Los seres humanos tendemos a huir del dolor.
Más allá de un simple mecanismo de supervivencia, creo que
esto tiene que ver con nuestro orgullo. Queremos creernos invencibles,
inmortales, todopoderosos.
Y sin embargo el dolor está ahí, cual espada de Damocles,
pendiendo sobre nosotros para asaltarnos cuando tengamos la guardia baja.
El dolor es la expresión más profunda de nuestra humanidad.
Es lo que desata la empatía a borbotones. Por eso cuando vemos lágrimas se nos
viene abajo el enfado.
Qué curioso es llorar, ¿verdad? A nivel biológico, las
lágrimas cumplen la simple función de humedecer los globos oculares para que no
se dañen por la sequedad. No existe ninguna conexión entre el estado de ánimo y
la necesidad de limpiar los ojos. Cuando lloramos, lloramos porque queremos,
porque a nivel fisiológico es una acción innecesaria.

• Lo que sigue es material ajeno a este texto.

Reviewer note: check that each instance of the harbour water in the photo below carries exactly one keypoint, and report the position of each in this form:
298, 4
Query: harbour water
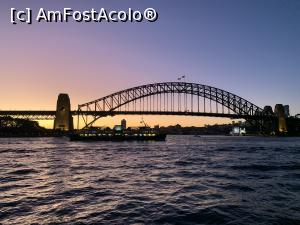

Y el nudo que se forma en la boca del estómago cuando vemos
llorar a alguien. Inmediatamente, hemos de reprimir las propias ganas del
llanto. Nos ponemos nerviosos, no sabemos qué hacer. Los humanos no somos
capaces de soportar el dolor en nuestros iguales.
A veces me abrumo. Hay días que paso tanto tiempo en
contacto con el dolor ajeno que, si no tengo cuidado, éste acaba por
engullirme.
Tengo mis trucos. He tenido que fabricarlos.
Uno de ellos es escapar mediante el deporte. Hago deporte
porque me gusta, es verdad. Pero una parte de mí hace deporte porque quizá mi
cabeza necesite un espacio en el que sepa que el dolor está, por completo,
controlado. Y que sirve para crecer.
Hacer deporte es doloroso si te exiges. Cuando intentas
levantar un montón de peso, y tus músculos no están acostumbrados, tu cuerpo se
resiente. Duelen los brazos de verdad. Se rompen las fibras musculares.
A mí me tranquiliza. Quizá cuando hago deporte me siento
como todos queremos sentirnos: inmortal e invulnerable. Es echarle un pulso (literalmente)
al dolor. Obligarte a aguantar un poquito más. A ejercer el dominio sobre la
sensación.
Y después cojo esto, y lo aplico al resto de mi vida.